夏の甲子園での通算勝利数は48勝となり、PL学園と並ぶ歴代5位タイの記録です。3363チームの頂点に立った一戦は、終盤の攻防が見どころでした。

試合は2回に智弁和歌山が連打で2点を先制。しかし5回に1点差まで詰め寄られ、8回表には健大高崎の2ランで3-2と逆転を許します。ここで浮足立たず、どう立て直すかが問われる場面でした。

直後の8回裏、死球と安打で走者を出すと、送りバントで一死二、三塁とします。ここで川原一将選手が選んだのは、ホームランを狙った強振ではありませんでした。三塁走者を確実にホームへ帰す短いバント、スクイズです。まず同点に追いつき、続く一球が後ろへ抜けたところで勝ち越しました。逆転を許した直後こそ、一発逆転より確率の高い一手を積み重ねる冷静さが、結果につながった一戦でした。

この考え方は釣りにもそのまま生かせます。堤防のサビキ釣りで昼前に食いが渋くなったとき、大物狙いの派手なジグへ切り替えたくなります。
しかし、まず針を一回り小さくしてください。コマセの量やタナも、直近で釣れていた条件に戻す方が高確率です。オフショアのジギングも同じです。ヒットが止まったら、大きく誘いを変える前に一手あります。直前に反応があったフォール速度やレンジを再現する方が、次の一尾につながりやすいのです。エギングでイカの乗りが悪くなった場面も同じ理屈です。いきなり大きなエギへ替えるより、直近のしゃくり方や間の取り方を絞り込む方が結果は出やすいものです。

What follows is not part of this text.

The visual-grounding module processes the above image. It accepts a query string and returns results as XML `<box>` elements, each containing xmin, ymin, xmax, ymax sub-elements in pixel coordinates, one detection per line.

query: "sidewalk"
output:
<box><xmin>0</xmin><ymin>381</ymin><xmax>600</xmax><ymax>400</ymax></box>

明日から変えられることは一つです。釣行中に「流れが悪い」と感じたら、仕掛けを大きく変える前に一呼吸置いてください。直近1時間でヒットしたタナ・誘い方・仕掛けに、まず一度戻してみましょう。出発前にタックルボックスを整理する段階でもできることがあります。前回釣れた仕掛けを、最初に取り出せる位置に置いておくのです。
そうすれば現場で迷わず、「確率の高い一手」を選び直せます。それだけで釣果は変わってきます。